Survey Data

Reg No

11902804


Rating

Regional


Categories of Special Interest

Architectural, Historical, Social


Original Use

School


In Use As

House


Date

1835 - 1840


Coordinates

278427, 208534


Date Recorded

23/10/2002


Date Updated

--/--/--


Description

Detached four-bay two-storey rubble stone former national school, dated 1839. Extensively renovated and subdivided, c.1985, with pair of single-bay single-storey gabled projecting glazed porches added to accommodate use as pair of semi-detached two-bay two-storey houses. Gable-ended roof with slate (gablets to window openings to first floor). Clay ridge tiles. Rendered chimney stack with brick dressings. Timber eaves and decorative bargeboards. Iron rainwater goods. Gabled to porches. Artificial slate. Rubble stone walls (possibly originally rendered). Cut-stone date stone/plaque. Square-headed window openings. Stone sills (concrete to porches). Yellow brick surrounds. Replacement timber casement windows, c.1985. Square-headed door openings. Timber panelled doors. Road fronted. Concrete footpath to front.

Appraisal

Cut Bush National School (former) is a fine and imposing rubble stone structure that has a dramatic and picturesque impact on the streetline.
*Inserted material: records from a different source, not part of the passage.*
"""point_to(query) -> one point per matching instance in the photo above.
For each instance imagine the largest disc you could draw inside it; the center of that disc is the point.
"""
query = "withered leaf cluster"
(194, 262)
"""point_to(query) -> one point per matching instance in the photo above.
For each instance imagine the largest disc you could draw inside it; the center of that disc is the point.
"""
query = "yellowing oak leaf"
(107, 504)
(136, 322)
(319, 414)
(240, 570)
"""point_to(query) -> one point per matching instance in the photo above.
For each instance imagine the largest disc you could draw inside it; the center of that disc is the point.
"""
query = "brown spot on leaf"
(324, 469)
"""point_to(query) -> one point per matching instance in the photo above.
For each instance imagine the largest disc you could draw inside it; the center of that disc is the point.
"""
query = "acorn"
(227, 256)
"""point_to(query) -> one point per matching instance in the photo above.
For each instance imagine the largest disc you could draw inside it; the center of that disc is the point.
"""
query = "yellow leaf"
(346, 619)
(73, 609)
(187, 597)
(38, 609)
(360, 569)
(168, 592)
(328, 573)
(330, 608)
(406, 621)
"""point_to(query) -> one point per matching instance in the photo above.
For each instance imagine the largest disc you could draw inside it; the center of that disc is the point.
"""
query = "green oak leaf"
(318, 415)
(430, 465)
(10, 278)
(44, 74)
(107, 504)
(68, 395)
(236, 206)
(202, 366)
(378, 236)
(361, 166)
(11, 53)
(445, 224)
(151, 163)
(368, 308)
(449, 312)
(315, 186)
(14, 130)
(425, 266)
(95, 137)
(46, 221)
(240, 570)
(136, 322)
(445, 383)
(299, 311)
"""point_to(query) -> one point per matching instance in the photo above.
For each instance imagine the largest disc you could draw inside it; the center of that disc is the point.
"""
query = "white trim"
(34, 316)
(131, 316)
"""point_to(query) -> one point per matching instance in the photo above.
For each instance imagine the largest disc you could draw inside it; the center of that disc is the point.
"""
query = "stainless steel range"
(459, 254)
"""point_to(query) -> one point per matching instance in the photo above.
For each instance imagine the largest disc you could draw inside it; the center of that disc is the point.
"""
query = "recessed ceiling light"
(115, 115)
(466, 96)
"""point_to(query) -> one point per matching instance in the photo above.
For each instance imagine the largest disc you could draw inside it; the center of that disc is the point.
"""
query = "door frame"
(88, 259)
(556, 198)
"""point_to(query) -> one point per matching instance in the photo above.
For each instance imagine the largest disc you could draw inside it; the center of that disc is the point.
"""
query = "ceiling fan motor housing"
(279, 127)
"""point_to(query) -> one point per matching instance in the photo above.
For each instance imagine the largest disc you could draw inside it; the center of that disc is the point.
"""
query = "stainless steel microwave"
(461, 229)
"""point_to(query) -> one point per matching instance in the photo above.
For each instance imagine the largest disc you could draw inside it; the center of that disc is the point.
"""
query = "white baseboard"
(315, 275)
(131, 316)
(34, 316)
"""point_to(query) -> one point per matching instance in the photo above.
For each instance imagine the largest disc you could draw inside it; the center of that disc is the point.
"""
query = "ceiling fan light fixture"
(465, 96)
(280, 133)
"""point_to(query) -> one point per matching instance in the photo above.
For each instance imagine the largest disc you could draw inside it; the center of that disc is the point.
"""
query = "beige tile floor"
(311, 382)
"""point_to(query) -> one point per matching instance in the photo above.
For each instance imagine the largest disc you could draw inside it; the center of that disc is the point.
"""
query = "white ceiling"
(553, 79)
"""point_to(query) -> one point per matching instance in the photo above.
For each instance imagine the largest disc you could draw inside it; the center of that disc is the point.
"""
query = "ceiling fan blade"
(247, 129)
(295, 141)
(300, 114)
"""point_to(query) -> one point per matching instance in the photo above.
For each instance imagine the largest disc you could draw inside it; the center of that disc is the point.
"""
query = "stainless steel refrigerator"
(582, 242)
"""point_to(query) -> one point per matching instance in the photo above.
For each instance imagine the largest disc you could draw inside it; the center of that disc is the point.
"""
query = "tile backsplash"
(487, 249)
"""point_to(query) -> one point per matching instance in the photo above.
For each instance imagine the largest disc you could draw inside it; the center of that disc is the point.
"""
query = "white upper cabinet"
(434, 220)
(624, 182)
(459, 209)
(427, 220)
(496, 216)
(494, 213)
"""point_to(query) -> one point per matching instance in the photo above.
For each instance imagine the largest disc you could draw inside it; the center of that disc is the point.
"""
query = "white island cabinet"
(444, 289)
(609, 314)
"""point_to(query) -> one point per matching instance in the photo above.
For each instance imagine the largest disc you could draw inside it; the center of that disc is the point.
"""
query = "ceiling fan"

The juxtaposition of rubble stone with yellow brick dressings achieves a polychromatic effect, although this may not have been the original intention (the chimney stack suggests that the walls were originally rendered) - prolonged exposure to the elements may have a negative impact on the fabric of the walls in the long term. Although converted to an alternative use, and altered to accommodate that use, the renovations have preserved some of the original appearance of the school - the re-instatement of fenestration according to the original type might restore a more accurate representation of the original appearance). Some original features and materials remain intact, including the slate roof. The first school to be built in the village of Cut Bush, the building is of considerable social and historic importance - also of interest is the arrangement of door openings, one to left and one to right of the building, which gives insight into school planning of the period when male and female students were provided with separate entrances.